Her uncle, Lord Collingwood, was kind in a distant way, but the rest of the family regarded their guest with feelings that were dubious at best. Maxie could understand their position; she was an oddity that never should have set foot in an English country house. She suspected that the fashionable world would be even less welcoming. No matter; she had no desire to enter that world. In her own country, there was more room to be different.
The major deterrent to returning home was that she had less than five pounds to her name. However, Lord Collingwood would surely lend her the fare to America, plus a little extra to support her until she was established.
His lordship would probably balk at first, worrying whether he was doing his duty by his late brother's only child. Proper English girls would not want to go off on their own; the correct behavior was to live on someone else's charity.
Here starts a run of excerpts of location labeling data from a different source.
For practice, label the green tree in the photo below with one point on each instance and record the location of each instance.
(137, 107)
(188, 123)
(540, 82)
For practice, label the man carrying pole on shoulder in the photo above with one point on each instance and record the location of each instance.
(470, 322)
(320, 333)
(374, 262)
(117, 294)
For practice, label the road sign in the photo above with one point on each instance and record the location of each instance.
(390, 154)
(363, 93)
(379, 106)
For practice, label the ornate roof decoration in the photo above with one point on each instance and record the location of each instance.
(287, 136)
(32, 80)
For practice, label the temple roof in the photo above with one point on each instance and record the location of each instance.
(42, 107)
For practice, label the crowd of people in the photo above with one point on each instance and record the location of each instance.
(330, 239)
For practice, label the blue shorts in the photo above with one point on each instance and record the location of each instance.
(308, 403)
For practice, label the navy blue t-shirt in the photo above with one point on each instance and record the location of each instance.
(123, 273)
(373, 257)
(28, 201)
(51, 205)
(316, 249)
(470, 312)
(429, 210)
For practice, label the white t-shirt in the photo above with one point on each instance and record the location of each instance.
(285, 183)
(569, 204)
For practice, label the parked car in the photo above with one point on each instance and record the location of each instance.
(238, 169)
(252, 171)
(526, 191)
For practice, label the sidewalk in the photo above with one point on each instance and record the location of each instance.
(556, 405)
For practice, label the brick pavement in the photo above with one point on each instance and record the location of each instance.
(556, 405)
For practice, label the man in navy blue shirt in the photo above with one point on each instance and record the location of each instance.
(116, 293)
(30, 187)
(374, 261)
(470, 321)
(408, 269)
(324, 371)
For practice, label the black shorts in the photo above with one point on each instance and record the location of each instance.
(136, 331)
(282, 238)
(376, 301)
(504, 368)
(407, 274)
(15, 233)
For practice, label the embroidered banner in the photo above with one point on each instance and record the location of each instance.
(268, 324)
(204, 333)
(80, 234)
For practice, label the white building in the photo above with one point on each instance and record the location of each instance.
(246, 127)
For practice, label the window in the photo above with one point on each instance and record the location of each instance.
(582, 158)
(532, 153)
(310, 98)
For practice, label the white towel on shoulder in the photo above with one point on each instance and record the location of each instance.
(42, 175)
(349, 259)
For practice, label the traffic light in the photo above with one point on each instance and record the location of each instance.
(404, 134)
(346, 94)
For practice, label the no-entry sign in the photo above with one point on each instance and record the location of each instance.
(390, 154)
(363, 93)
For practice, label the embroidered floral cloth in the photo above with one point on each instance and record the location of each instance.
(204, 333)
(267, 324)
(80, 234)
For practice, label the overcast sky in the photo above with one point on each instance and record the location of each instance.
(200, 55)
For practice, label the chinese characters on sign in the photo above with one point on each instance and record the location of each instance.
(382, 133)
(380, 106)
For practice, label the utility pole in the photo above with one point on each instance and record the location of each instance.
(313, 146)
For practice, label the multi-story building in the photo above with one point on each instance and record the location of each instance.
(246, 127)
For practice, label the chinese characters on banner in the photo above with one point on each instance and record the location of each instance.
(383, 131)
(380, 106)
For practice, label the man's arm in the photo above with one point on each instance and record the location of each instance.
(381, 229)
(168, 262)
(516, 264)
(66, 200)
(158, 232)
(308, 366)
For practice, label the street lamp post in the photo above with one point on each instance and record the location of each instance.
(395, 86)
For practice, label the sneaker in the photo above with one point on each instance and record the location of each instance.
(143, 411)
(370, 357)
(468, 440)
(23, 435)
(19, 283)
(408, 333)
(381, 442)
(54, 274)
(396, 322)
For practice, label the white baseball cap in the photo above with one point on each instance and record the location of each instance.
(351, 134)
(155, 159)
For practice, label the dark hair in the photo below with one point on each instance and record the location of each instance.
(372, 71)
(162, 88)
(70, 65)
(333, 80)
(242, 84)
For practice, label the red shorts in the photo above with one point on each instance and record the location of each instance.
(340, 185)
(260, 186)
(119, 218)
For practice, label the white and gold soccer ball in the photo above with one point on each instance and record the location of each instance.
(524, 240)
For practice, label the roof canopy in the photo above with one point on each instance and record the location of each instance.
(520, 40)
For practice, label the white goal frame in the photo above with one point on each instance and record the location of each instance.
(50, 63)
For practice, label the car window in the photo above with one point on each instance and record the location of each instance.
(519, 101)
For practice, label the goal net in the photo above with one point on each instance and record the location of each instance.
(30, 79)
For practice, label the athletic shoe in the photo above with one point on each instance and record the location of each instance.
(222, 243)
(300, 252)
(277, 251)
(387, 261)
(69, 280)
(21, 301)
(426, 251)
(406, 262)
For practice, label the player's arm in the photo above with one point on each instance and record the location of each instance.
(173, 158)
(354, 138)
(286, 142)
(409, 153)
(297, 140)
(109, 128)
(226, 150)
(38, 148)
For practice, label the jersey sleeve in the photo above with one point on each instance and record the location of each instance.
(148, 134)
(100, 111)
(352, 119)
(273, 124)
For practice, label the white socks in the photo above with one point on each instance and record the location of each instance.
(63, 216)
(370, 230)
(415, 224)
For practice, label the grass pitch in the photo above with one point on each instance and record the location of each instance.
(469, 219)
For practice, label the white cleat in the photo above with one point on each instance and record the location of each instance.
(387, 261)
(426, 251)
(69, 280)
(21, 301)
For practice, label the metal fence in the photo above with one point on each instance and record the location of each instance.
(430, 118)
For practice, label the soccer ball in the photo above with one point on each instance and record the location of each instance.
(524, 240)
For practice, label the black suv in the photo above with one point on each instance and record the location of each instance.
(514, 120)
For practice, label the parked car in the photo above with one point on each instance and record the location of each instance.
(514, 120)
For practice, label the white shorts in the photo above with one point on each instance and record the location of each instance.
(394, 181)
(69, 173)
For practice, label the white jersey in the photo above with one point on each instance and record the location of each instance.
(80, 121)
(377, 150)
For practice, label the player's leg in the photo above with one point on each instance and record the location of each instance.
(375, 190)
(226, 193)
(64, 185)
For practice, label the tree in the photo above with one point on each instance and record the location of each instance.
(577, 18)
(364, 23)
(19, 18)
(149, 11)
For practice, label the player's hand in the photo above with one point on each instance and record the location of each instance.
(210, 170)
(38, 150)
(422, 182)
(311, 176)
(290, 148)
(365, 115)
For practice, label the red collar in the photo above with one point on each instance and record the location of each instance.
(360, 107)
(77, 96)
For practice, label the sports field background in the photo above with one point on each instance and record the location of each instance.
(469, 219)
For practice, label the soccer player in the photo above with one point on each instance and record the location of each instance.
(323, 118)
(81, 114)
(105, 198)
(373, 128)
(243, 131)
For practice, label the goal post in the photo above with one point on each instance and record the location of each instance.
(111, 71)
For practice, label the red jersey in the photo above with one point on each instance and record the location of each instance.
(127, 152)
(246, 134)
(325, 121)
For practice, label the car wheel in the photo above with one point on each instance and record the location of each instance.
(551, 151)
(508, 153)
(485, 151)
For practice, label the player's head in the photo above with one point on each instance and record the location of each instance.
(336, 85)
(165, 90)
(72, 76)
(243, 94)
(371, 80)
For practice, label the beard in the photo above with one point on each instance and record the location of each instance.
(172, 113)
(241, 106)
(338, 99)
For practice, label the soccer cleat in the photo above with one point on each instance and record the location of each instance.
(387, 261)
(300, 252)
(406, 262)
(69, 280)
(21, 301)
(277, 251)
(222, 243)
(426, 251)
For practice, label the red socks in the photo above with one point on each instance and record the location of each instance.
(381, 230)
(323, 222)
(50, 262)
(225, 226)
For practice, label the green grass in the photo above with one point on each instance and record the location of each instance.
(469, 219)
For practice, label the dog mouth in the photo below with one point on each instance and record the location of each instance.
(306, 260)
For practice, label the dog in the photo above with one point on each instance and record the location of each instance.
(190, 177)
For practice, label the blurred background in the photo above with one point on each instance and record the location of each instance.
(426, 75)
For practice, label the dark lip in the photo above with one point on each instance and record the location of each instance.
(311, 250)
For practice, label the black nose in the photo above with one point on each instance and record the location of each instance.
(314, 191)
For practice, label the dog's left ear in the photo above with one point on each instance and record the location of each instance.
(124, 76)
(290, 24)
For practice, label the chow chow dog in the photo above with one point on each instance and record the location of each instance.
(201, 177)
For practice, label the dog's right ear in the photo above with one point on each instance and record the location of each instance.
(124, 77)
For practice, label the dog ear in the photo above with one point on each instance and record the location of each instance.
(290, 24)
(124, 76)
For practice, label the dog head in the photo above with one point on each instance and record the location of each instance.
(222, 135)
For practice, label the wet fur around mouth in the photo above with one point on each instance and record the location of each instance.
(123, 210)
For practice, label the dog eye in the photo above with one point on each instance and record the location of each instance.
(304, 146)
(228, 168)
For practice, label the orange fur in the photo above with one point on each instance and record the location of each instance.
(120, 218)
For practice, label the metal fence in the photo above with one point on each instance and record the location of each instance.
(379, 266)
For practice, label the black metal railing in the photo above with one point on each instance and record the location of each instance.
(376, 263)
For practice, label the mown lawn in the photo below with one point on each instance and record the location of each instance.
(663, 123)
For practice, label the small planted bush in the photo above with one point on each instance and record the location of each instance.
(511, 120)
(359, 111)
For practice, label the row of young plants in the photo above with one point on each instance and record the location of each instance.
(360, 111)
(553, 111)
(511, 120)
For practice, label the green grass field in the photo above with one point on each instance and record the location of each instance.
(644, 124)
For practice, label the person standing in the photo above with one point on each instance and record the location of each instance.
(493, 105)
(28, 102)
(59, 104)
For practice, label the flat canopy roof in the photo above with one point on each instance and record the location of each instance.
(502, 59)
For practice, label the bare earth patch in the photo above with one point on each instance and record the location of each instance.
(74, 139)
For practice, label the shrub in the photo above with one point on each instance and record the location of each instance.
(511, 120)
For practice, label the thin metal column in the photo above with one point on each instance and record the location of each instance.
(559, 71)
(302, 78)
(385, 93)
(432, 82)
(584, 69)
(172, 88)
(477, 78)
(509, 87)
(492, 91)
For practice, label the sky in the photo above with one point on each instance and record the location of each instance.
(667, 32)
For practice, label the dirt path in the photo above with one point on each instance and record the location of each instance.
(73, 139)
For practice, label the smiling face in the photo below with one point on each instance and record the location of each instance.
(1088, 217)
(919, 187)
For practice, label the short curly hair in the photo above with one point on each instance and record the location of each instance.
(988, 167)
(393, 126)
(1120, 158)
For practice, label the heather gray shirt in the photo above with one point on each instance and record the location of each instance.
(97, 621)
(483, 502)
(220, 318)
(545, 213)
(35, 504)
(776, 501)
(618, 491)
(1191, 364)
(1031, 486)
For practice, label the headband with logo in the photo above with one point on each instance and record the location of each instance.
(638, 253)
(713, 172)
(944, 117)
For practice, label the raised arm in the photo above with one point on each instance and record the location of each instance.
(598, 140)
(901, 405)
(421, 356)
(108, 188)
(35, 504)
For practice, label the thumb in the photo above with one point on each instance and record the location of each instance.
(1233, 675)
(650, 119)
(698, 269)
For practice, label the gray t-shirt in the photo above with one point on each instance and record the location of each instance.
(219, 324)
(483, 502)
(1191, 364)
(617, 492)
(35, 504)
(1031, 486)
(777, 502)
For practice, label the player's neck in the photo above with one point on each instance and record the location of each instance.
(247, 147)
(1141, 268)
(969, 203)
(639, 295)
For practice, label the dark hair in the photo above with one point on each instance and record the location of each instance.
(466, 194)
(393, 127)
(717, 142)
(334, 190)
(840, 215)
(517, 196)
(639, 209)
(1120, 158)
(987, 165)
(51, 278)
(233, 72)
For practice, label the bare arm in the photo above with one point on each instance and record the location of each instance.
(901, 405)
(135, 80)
However, Maxie was neither proper nor English, as had been made clear in a hundred subtle and not so subtle ways in the four months since she and her father had arrived in Durham. She did not choose to become one of her uncle's dependents.
Even if his lordship was reluctant to see her leave, he couldn't prevent her from doing so. Maxie had just turned twentyfive, and she had been taking care of herself and her father for years. If necessary, she would find work and earn her own passage home.
Her decision crystallized, she rose to her feet with an unladylike athleticism, brushing crushed grass from the skirt of her black dress. The mourning gown was a concession to the sensibilities of her English kinfolk. She herself would have preferred no outward display of her loss. Well, it would not be for much longer.